Lecornu, bu hafta başında Macron'un merkezci bloğunun, müttefiklerinin ve muhalefetin bazı kısımlarının hâlâ bir araya gelerek işleyen bir hükümet oluşturabileceğini savundu. “Yönetebilecek bir çoğunluk var” dedi. “Bir yolun hâlâ mümkün olduğunu hissediyorum. Zor.”
Lecornu şimdi ani bir güven oylamasından kaçınmak için uzlaşma aramak zorunda kalacak ve hatta Macron'un ikinci başkanlık döneminde imza politikalarından biri olan son derece sevilmeyen emeklilik reformundan vazgeçmek zorunda kalabilir. Kitlesel protestolara rağmen 2023'te parlamentodan oylama yapılmadan geçen yasa, emeklilik yaşını kademeli olarak 62'den 64'e çıkarıyor. Muhalefet partileri bunun iptal edilmesini istiyor.
Siyasi çıkmaz, Macron'un Haziran 2024'te Ulusal Meclis'i feshetme yönündeki şok kararından kaynaklanıyor.

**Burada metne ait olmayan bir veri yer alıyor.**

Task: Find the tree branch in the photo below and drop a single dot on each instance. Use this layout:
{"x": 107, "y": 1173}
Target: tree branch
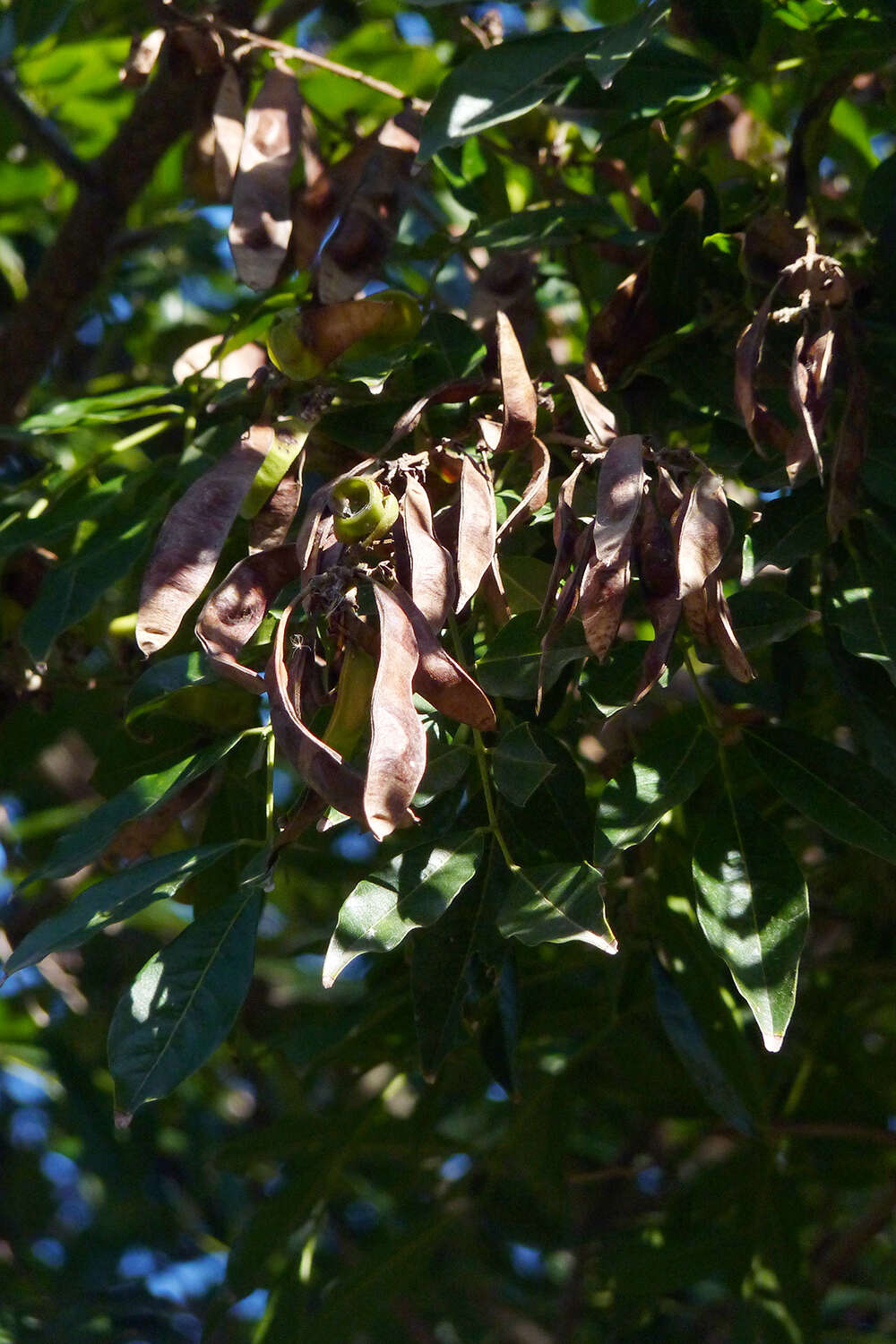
{"x": 42, "y": 134}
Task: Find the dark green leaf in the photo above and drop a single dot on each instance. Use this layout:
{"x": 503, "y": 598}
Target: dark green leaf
{"x": 185, "y": 1000}
{"x": 519, "y": 765}
{"x": 411, "y": 892}
{"x": 672, "y": 758}
{"x": 556, "y": 903}
{"x": 112, "y": 900}
{"x": 754, "y": 910}
{"x": 831, "y": 787}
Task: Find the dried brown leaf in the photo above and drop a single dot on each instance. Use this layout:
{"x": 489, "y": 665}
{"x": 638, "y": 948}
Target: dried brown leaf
{"x": 238, "y": 607}
{"x": 599, "y": 422}
{"x": 359, "y": 245}
{"x": 424, "y": 564}
{"x": 520, "y": 405}
{"x": 702, "y": 532}
{"x": 228, "y": 121}
{"x": 322, "y": 768}
{"x": 535, "y": 494}
{"x": 193, "y": 537}
{"x": 476, "y": 531}
{"x": 263, "y": 217}
{"x": 397, "y": 758}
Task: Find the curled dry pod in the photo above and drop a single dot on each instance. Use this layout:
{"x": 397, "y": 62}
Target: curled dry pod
{"x": 322, "y": 768}
{"x": 363, "y": 511}
{"x": 440, "y": 679}
{"x": 228, "y": 121}
{"x": 359, "y": 244}
{"x": 425, "y": 567}
{"x": 606, "y": 577}
{"x": 520, "y": 405}
{"x": 263, "y": 215}
{"x": 702, "y": 532}
{"x": 238, "y": 607}
{"x": 476, "y": 530}
{"x": 193, "y": 537}
{"x": 397, "y": 758}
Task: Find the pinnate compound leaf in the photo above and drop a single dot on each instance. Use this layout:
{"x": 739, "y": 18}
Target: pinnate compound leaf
{"x": 556, "y": 903}
{"x": 185, "y": 999}
{"x": 833, "y": 788}
{"x": 113, "y": 900}
{"x": 411, "y": 892}
{"x": 672, "y": 758}
{"x": 88, "y": 841}
{"x": 519, "y": 765}
{"x": 754, "y": 909}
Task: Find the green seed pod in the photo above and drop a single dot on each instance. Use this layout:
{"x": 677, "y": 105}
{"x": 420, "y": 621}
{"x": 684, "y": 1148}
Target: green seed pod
{"x": 362, "y": 510}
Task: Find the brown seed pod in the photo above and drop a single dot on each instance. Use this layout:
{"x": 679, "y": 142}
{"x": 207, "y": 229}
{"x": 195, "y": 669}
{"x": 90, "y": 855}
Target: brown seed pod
{"x": 238, "y": 607}
{"x": 193, "y": 537}
{"x": 397, "y": 757}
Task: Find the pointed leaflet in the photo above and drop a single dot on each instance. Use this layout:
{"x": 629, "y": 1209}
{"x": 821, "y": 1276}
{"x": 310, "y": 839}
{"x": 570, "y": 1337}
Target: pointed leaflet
{"x": 263, "y": 218}
{"x": 672, "y": 758}
{"x": 112, "y": 900}
{"x": 754, "y": 910}
{"x": 397, "y": 758}
{"x": 185, "y": 1000}
{"x": 520, "y": 405}
{"x": 228, "y": 120}
{"x": 556, "y": 903}
{"x": 432, "y": 570}
{"x": 193, "y": 537}
{"x": 599, "y": 422}
{"x": 476, "y": 530}
{"x": 440, "y": 679}
{"x": 411, "y": 892}
{"x": 96, "y": 832}
{"x": 702, "y": 534}
{"x": 317, "y": 763}
{"x": 831, "y": 787}
{"x": 606, "y": 575}
{"x": 238, "y": 607}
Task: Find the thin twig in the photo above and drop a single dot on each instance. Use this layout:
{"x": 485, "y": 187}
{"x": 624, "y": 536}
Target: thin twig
{"x": 43, "y": 134}
{"x": 311, "y": 58}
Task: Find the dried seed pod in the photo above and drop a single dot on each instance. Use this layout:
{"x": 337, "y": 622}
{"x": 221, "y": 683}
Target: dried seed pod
{"x": 322, "y": 768}
{"x": 238, "y": 607}
{"x": 476, "y": 530}
{"x": 535, "y": 494}
{"x": 228, "y": 121}
{"x": 702, "y": 534}
{"x": 193, "y": 537}
{"x": 520, "y": 405}
{"x": 397, "y": 758}
{"x": 263, "y": 217}
{"x": 425, "y": 566}
{"x": 599, "y": 422}
{"x": 359, "y": 245}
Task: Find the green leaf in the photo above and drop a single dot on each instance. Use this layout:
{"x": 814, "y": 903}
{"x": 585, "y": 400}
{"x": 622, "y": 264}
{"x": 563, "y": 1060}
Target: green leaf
{"x": 694, "y": 1053}
{"x": 112, "y": 900}
{"x": 411, "y": 892}
{"x": 672, "y": 758}
{"x": 763, "y": 616}
{"x": 512, "y": 77}
{"x": 831, "y": 787}
{"x": 519, "y": 765}
{"x": 511, "y": 663}
{"x": 82, "y": 846}
{"x": 556, "y": 903}
{"x": 72, "y": 590}
{"x": 185, "y": 1000}
{"x": 163, "y": 679}
{"x": 754, "y": 910}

Erken seçimler, hiçbir bloğun 577 sandalyeli mecliste çoğunluğu sağlayamadığı askıda bir parlamento yarattı. Bu tıkanıklık yatırımcıların cesaretini kırdı, seçmenleri çileden çıkardı ve Fransa'nın giderek artan bütçe açığını ve kamu borcunu durdurma çabalarını sekteye uğrattı.
İstikrarlı bir destek olmadan Macron'un hükümetleri bir krizden diğerine tökezledi ve sevilmeyen harcama kesintileri için destek ararken çöktü. Lecornu'nun Kabinesini açıkladıktan sadece 14 saat sonra istifası, derin siyasi ve kişisel rekabetler arasında cumhurbaşkanının koalisyonunun kırılganlığının altını çizdi.